Потом он пошел вслед за солдатами, уже окружившими старика.
Во дворе их ожидала какая-то женщина, одетая во все черное.
Твердым шагом двинулась она навстречу узникам. Андреа вскрикнул и задрожал всем телом.
— Синьора Сан Феличе! — вскричал он.
Луиза опустилась на колени.
— Зачем вы преклоняете колена, сударыня? Вам не следует ни у кого просить прощения! — сказал Андреа. — Нам все известно: истинный виновник сам себя выдал. Но будьте справедливы ко мне — вы получили письмо от меня еще прежде, чем я получил письмо от Микеле.
Луиза зарыдала.
— Братец… — пробормотала она.
— Спасибо! — продолжал Андреа. — Отец, благословите вашу дочь.
Старик приблизился к Луизе и положил ей руку на голову.
— Бог благослови тебя, дитя мое, как я тебя благословляю. Пусть минет твой лоб даже тень несчастья!
Луиза уронила голову на руки и разразилась отчаянными рыданиями.
Молодой Беккер поднес к губам один из ее длинных светлых локонов и жадно его поцеловал.
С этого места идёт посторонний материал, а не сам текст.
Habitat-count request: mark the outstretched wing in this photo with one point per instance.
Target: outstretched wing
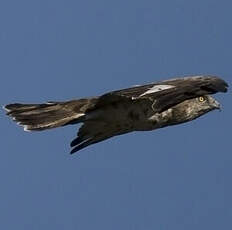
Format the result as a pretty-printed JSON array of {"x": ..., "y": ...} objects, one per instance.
[
  {"x": 92, "y": 132},
  {"x": 168, "y": 93}
]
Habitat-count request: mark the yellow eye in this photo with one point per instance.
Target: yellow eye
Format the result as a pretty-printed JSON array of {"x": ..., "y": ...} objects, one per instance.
[{"x": 201, "y": 99}]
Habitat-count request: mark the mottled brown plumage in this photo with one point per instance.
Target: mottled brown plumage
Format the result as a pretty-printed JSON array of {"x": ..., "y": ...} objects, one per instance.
[{"x": 139, "y": 108}]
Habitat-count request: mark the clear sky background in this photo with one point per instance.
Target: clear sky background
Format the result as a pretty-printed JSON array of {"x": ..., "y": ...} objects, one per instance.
[{"x": 176, "y": 178}]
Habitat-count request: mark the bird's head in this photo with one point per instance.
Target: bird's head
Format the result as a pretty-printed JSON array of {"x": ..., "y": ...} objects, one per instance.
[{"x": 194, "y": 108}]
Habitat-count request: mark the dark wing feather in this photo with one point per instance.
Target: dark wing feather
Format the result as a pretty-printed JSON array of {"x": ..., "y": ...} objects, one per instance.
[{"x": 184, "y": 88}]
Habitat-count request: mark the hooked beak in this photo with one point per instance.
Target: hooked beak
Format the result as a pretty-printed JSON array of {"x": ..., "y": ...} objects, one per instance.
[{"x": 217, "y": 105}]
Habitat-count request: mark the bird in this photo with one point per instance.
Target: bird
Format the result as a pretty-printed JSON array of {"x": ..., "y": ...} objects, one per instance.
[{"x": 139, "y": 108}]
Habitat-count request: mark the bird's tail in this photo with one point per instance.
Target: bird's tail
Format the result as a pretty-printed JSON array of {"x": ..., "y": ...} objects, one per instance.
[{"x": 36, "y": 117}]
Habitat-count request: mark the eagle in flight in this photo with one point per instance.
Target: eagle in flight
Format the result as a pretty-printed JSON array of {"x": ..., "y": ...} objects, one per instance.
[{"x": 140, "y": 108}]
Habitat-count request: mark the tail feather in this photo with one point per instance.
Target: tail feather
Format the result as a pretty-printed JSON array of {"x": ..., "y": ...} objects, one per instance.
[{"x": 36, "y": 117}]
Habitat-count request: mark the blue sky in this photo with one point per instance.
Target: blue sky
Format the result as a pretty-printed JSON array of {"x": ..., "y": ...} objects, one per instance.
[{"x": 174, "y": 178}]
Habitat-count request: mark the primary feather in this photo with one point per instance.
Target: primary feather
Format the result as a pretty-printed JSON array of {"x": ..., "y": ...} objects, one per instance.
[{"x": 138, "y": 108}]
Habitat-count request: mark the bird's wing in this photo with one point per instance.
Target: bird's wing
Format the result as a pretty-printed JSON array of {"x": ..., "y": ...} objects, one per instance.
[
  {"x": 168, "y": 93},
  {"x": 92, "y": 132}
]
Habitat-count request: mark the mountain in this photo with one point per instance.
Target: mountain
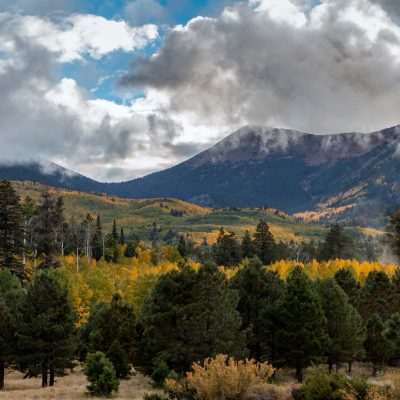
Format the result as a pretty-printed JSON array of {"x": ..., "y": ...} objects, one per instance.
[
  {"x": 347, "y": 177},
  {"x": 288, "y": 170}
]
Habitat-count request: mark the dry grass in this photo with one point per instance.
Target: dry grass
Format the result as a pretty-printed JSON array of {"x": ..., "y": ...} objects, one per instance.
[{"x": 72, "y": 387}]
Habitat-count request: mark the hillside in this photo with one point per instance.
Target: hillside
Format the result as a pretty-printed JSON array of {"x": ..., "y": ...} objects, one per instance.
[
  {"x": 138, "y": 215},
  {"x": 349, "y": 178}
]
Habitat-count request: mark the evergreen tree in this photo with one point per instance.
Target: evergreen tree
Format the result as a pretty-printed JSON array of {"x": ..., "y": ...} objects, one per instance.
[
  {"x": 247, "y": 247},
  {"x": 47, "y": 332},
  {"x": 130, "y": 250},
  {"x": 393, "y": 234},
  {"x": 226, "y": 249},
  {"x": 264, "y": 243},
  {"x": 122, "y": 236},
  {"x": 377, "y": 296},
  {"x": 190, "y": 316},
  {"x": 303, "y": 325},
  {"x": 182, "y": 246},
  {"x": 347, "y": 281},
  {"x": 259, "y": 293},
  {"x": 337, "y": 245},
  {"x": 98, "y": 240},
  {"x": 8, "y": 320},
  {"x": 378, "y": 348},
  {"x": 46, "y": 225},
  {"x": 111, "y": 329},
  {"x": 344, "y": 325},
  {"x": 11, "y": 230},
  {"x": 391, "y": 332}
]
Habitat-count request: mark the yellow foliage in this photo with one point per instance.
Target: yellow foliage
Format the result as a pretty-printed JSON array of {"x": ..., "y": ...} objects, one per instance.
[
  {"x": 223, "y": 377},
  {"x": 325, "y": 269}
]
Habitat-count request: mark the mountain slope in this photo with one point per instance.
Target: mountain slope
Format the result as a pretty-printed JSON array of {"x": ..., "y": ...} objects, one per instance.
[{"x": 283, "y": 169}]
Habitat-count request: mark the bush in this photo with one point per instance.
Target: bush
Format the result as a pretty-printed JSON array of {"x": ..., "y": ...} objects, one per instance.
[
  {"x": 153, "y": 396},
  {"x": 117, "y": 355},
  {"x": 266, "y": 391},
  {"x": 223, "y": 378},
  {"x": 160, "y": 373},
  {"x": 320, "y": 385},
  {"x": 101, "y": 374}
]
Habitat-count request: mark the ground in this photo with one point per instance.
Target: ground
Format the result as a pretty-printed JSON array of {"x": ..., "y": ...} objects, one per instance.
[{"x": 72, "y": 387}]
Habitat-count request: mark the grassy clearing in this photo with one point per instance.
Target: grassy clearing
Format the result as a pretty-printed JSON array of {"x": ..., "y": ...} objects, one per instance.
[{"x": 71, "y": 387}]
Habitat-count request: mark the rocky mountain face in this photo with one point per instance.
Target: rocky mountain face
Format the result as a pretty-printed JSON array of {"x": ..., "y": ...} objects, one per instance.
[{"x": 350, "y": 177}]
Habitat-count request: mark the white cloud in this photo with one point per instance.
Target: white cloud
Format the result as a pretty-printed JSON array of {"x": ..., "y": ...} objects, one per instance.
[{"x": 78, "y": 35}]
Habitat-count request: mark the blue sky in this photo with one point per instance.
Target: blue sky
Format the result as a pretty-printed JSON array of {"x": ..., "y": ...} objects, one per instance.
[{"x": 118, "y": 89}]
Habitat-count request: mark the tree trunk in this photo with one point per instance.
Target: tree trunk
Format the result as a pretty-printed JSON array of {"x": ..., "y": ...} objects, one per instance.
[
  {"x": 2, "y": 371},
  {"x": 44, "y": 377},
  {"x": 51, "y": 377},
  {"x": 299, "y": 374}
]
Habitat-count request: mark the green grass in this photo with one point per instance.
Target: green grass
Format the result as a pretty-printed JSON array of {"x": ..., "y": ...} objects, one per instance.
[{"x": 138, "y": 215}]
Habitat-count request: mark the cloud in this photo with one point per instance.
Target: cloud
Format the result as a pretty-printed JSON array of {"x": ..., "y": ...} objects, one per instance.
[
  {"x": 43, "y": 117},
  {"x": 332, "y": 68},
  {"x": 78, "y": 35}
]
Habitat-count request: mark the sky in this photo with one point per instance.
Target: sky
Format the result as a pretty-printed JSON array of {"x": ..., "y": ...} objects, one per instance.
[{"x": 117, "y": 89}]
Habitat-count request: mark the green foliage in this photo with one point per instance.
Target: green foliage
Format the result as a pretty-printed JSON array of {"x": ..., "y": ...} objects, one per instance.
[
  {"x": 322, "y": 386},
  {"x": 226, "y": 249},
  {"x": 302, "y": 334},
  {"x": 377, "y": 296},
  {"x": 344, "y": 324},
  {"x": 101, "y": 374},
  {"x": 111, "y": 330},
  {"x": 378, "y": 348},
  {"x": 47, "y": 331},
  {"x": 259, "y": 293},
  {"x": 337, "y": 245},
  {"x": 264, "y": 243},
  {"x": 11, "y": 230},
  {"x": 160, "y": 373},
  {"x": 190, "y": 316}
]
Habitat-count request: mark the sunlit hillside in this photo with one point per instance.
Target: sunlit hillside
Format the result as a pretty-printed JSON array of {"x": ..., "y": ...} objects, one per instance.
[{"x": 138, "y": 215}]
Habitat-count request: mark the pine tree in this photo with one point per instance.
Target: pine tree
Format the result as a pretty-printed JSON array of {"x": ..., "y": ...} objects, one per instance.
[
  {"x": 247, "y": 247},
  {"x": 98, "y": 239},
  {"x": 393, "y": 234},
  {"x": 344, "y": 324},
  {"x": 303, "y": 325},
  {"x": 122, "y": 236},
  {"x": 259, "y": 293},
  {"x": 226, "y": 249},
  {"x": 337, "y": 245},
  {"x": 11, "y": 230},
  {"x": 111, "y": 328},
  {"x": 130, "y": 250},
  {"x": 347, "y": 281},
  {"x": 190, "y": 316},
  {"x": 377, "y": 296},
  {"x": 182, "y": 246},
  {"x": 378, "y": 348},
  {"x": 46, "y": 225},
  {"x": 9, "y": 286},
  {"x": 264, "y": 243},
  {"x": 47, "y": 332}
]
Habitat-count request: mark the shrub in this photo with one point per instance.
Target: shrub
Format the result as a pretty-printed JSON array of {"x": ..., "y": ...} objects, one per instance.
[
  {"x": 320, "y": 385},
  {"x": 117, "y": 355},
  {"x": 223, "y": 378},
  {"x": 265, "y": 391},
  {"x": 160, "y": 373},
  {"x": 153, "y": 396},
  {"x": 101, "y": 374}
]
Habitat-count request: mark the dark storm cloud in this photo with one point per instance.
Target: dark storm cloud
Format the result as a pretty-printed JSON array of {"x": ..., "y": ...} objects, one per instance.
[{"x": 331, "y": 74}]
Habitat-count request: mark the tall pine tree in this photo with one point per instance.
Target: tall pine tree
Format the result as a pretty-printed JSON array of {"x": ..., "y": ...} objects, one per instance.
[{"x": 11, "y": 230}]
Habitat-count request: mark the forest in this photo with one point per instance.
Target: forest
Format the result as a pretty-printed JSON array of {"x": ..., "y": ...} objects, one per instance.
[{"x": 223, "y": 320}]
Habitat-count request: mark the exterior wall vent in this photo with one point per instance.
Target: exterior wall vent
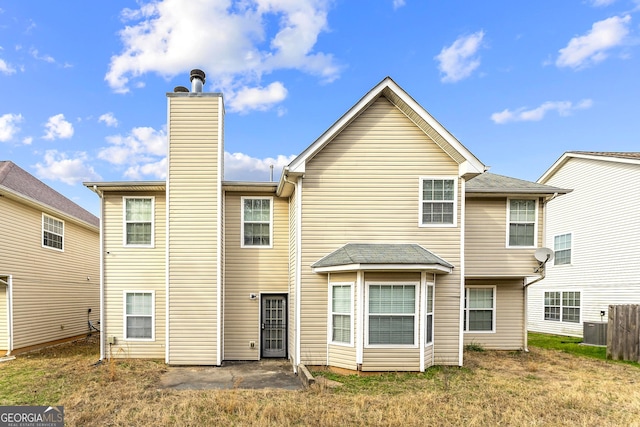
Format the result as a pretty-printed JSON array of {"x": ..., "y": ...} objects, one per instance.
[
  {"x": 594, "y": 333},
  {"x": 197, "y": 80}
]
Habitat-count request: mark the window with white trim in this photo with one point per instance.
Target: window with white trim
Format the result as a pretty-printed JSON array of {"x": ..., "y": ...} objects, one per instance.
[
  {"x": 52, "y": 233},
  {"x": 562, "y": 306},
  {"x": 341, "y": 307},
  {"x": 138, "y": 221},
  {"x": 429, "y": 315},
  {"x": 521, "y": 217},
  {"x": 479, "y": 309},
  {"x": 257, "y": 219},
  {"x": 562, "y": 249},
  {"x": 138, "y": 315},
  {"x": 438, "y": 201},
  {"x": 391, "y": 314}
]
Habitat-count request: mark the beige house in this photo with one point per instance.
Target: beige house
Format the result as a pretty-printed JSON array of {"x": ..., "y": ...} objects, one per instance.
[
  {"x": 384, "y": 246},
  {"x": 49, "y": 264}
]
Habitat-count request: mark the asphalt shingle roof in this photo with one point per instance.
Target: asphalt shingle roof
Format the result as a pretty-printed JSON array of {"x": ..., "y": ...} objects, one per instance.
[
  {"x": 380, "y": 253},
  {"x": 22, "y": 182},
  {"x": 493, "y": 183}
]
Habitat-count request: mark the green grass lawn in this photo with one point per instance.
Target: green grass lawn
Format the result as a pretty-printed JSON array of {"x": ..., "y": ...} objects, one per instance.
[{"x": 571, "y": 345}]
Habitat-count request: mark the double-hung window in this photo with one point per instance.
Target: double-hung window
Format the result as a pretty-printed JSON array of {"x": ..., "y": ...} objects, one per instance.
[
  {"x": 521, "y": 218},
  {"x": 52, "y": 233},
  {"x": 138, "y": 313},
  {"x": 138, "y": 221},
  {"x": 562, "y": 306},
  {"x": 392, "y": 314},
  {"x": 438, "y": 201},
  {"x": 479, "y": 309},
  {"x": 257, "y": 219},
  {"x": 341, "y": 306},
  {"x": 562, "y": 249}
]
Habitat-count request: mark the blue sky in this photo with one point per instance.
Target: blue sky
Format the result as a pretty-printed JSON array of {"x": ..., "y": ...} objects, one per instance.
[{"x": 83, "y": 83}]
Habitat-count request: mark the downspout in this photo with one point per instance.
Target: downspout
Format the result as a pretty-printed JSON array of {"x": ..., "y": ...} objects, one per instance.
[
  {"x": 9, "y": 314},
  {"x": 463, "y": 203},
  {"x": 298, "y": 268},
  {"x": 298, "y": 203},
  {"x": 102, "y": 323},
  {"x": 542, "y": 270}
]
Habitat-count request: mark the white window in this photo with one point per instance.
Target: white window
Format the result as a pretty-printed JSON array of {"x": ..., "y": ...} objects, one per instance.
[
  {"x": 52, "y": 233},
  {"x": 429, "y": 314},
  {"x": 438, "y": 201},
  {"x": 479, "y": 309},
  {"x": 138, "y": 315},
  {"x": 257, "y": 219},
  {"x": 562, "y": 306},
  {"x": 562, "y": 249},
  {"x": 391, "y": 314},
  {"x": 341, "y": 313},
  {"x": 521, "y": 222},
  {"x": 138, "y": 221}
]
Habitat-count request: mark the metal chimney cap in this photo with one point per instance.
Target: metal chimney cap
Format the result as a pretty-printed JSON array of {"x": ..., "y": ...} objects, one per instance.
[{"x": 197, "y": 74}]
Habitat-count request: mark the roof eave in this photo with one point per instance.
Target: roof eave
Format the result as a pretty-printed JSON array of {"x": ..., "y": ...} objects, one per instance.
[
  {"x": 434, "y": 268},
  {"x": 47, "y": 208}
]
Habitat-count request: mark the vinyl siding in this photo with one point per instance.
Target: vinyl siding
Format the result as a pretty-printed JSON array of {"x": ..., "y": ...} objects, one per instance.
[
  {"x": 251, "y": 270},
  {"x": 195, "y": 148},
  {"x": 364, "y": 187},
  {"x": 509, "y": 325},
  {"x": 602, "y": 214},
  {"x": 486, "y": 240},
  {"x": 133, "y": 269},
  {"x": 52, "y": 290}
]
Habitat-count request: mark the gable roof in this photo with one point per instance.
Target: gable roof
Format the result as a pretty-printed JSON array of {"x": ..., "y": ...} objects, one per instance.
[
  {"x": 488, "y": 184},
  {"x": 629, "y": 157},
  {"x": 381, "y": 256},
  {"x": 469, "y": 164},
  {"x": 22, "y": 185}
]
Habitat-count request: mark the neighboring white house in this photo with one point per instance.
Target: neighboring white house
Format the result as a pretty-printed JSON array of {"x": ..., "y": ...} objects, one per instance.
[{"x": 595, "y": 233}]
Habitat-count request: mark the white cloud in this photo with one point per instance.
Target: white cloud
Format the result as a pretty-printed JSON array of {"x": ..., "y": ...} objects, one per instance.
[
  {"x": 563, "y": 108},
  {"x": 143, "y": 151},
  {"x": 6, "y": 68},
  {"x": 592, "y": 47},
  {"x": 157, "y": 169},
  {"x": 9, "y": 126},
  {"x": 458, "y": 61},
  {"x": 234, "y": 42},
  {"x": 256, "y": 98},
  {"x": 242, "y": 167},
  {"x": 58, "y": 166},
  {"x": 108, "y": 119},
  {"x": 601, "y": 3},
  {"x": 58, "y": 128},
  {"x": 45, "y": 58}
]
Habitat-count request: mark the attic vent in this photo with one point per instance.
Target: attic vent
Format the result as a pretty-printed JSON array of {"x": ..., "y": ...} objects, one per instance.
[
  {"x": 197, "y": 80},
  {"x": 594, "y": 333}
]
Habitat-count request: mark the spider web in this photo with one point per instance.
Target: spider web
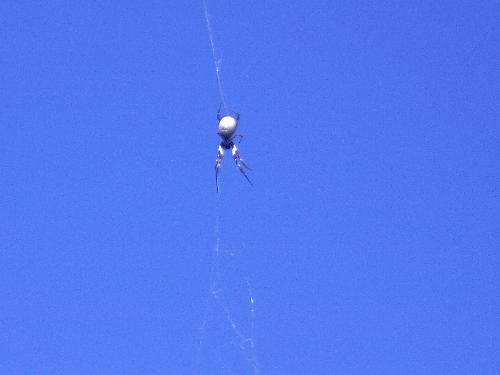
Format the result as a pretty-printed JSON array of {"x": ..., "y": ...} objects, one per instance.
[
  {"x": 215, "y": 55},
  {"x": 226, "y": 335}
]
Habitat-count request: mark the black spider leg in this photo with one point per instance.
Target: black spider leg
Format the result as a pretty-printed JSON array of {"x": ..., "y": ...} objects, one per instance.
[
  {"x": 218, "y": 161},
  {"x": 240, "y": 163},
  {"x": 239, "y": 136}
]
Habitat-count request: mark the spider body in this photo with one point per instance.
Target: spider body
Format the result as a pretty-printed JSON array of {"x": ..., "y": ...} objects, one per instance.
[{"x": 227, "y": 132}]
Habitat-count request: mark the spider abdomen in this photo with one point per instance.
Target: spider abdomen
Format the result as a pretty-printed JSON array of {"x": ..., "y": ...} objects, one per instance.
[{"x": 227, "y": 126}]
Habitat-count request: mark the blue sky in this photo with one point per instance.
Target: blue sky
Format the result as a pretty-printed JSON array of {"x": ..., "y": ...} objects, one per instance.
[{"x": 369, "y": 241}]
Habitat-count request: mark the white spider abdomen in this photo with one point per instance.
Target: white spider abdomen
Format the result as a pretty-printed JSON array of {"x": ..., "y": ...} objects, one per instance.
[{"x": 227, "y": 126}]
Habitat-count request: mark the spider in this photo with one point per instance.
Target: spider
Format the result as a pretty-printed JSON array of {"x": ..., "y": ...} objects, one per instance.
[{"x": 227, "y": 128}]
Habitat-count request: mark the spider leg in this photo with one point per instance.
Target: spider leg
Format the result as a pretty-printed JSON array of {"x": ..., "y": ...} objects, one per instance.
[
  {"x": 218, "y": 161},
  {"x": 238, "y": 136},
  {"x": 240, "y": 163}
]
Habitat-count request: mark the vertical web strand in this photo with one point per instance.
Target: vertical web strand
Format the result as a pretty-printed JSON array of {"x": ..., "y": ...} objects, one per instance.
[{"x": 217, "y": 59}]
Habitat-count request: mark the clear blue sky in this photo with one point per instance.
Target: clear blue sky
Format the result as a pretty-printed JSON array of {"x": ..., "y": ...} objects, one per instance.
[{"x": 370, "y": 238}]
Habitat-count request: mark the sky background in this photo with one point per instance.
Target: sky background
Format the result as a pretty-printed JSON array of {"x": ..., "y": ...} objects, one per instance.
[{"x": 369, "y": 241}]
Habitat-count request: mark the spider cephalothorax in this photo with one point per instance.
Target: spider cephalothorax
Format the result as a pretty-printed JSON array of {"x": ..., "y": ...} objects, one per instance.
[{"x": 227, "y": 131}]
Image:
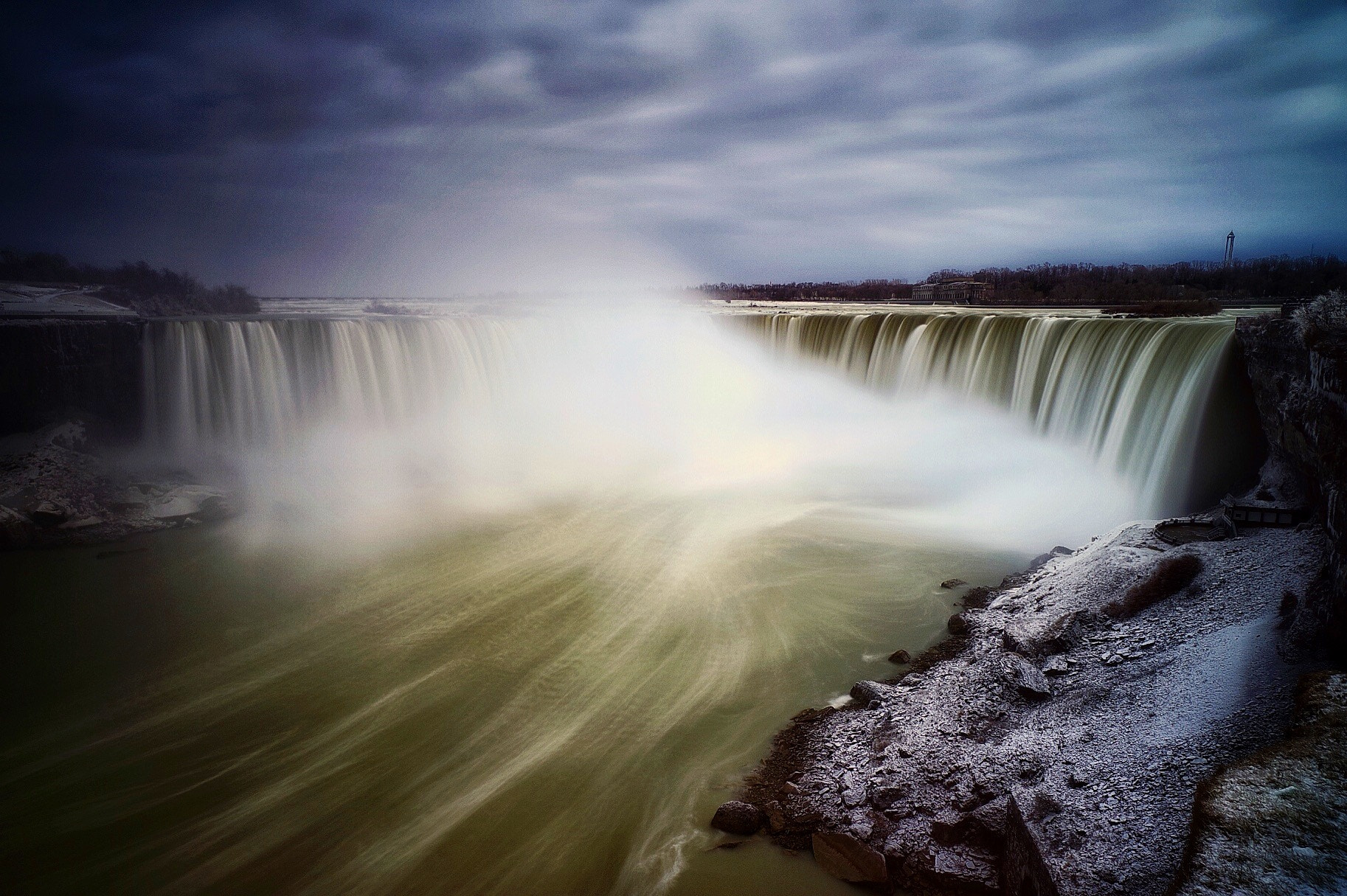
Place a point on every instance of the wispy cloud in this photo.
(341, 147)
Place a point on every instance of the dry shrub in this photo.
(1171, 576)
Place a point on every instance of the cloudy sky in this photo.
(422, 148)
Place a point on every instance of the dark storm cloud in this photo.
(341, 146)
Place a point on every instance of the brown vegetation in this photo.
(1171, 576)
(1174, 309)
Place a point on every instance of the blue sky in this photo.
(422, 148)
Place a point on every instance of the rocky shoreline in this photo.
(1115, 720)
(62, 487)
(1050, 740)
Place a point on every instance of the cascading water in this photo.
(515, 601)
(1130, 391)
(223, 386)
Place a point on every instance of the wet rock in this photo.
(1025, 677)
(70, 436)
(885, 795)
(848, 858)
(1058, 636)
(185, 501)
(737, 817)
(15, 529)
(49, 514)
(867, 693)
(965, 872)
(1056, 664)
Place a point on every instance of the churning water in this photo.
(515, 601)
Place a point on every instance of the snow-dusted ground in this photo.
(19, 299)
(1104, 767)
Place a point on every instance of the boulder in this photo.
(1056, 664)
(15, 529)
(1056, 636)
(965, 871)
(83, 523)
(737, 817)
(68, 434)
(867, 693)
(49, 514)
(848, 858)
(1025, 677)
(182, 501)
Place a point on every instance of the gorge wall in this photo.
(1299, 369)
(57, 368)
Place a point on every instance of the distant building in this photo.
(952, 293)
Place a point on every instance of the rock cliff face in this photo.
(57, 368)
(1299, 371)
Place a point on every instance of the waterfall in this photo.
(1133, 392)
(216, 384)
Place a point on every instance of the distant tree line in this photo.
(836, 291)
(1104, 285)
(134, 285)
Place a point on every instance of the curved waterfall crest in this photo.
(217, 384)
(1133, 392)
— Граждане! — промолвил офицер.
— Да, да, идем, сударь! — ответил Андреа.
При звуке удаляющихся шагов Луиза подняла голову и, все еще стоя на коленях, протянула вперед руки и следила взглядом за осужденными, пока они не скрылись за арагонской триумфальной аркой.
Если что-нибудь могло усугубить трагичность этого траурного шествия, то это была мертвая тишина на опустевших улицах, в обычное время самых людных в Неаполе.
Лишь изредка приоткрывалась дверь, приотворялось окно, откуда боязливо высовывалась голова, по большей части женская, но тотчас дверь или окно поспешно захлопывались: горожане видели среди группы вооруженных людей двух безоружных и догадывались, что их ведут на смерть.
Так прошли они через весь Неаполь и вступили на площадь Старого рынка, постоянное место казней.
— Пришли, — прошептал Андреа.
Старый Беккер огляделся вокруг.
— Кажется, да, — сказал он тихо.
Однако отряд миновал рынок.
— Куда же они нас ведут? — спросил Симоне по-немецки.
— Должно быть, ищут более удобного места, — на том же языке отвечал молодой человек. — Им нужна стена, а здесь одни только жилые дома.
Когда вышли на маленькую площадь у церкви дель Кармине, Андреа тронул отца за локоть и указал ему глазами на глухую стену напротив дома священника.
В наши дни у этой стены возвышается большое распятие.
— Да, — произнес Симоне.
Действительно, офицер, руководивший отрядом, направился в ту сторону.
Осужденные ускорили шаг и, выйдя из рядов, встали у стены.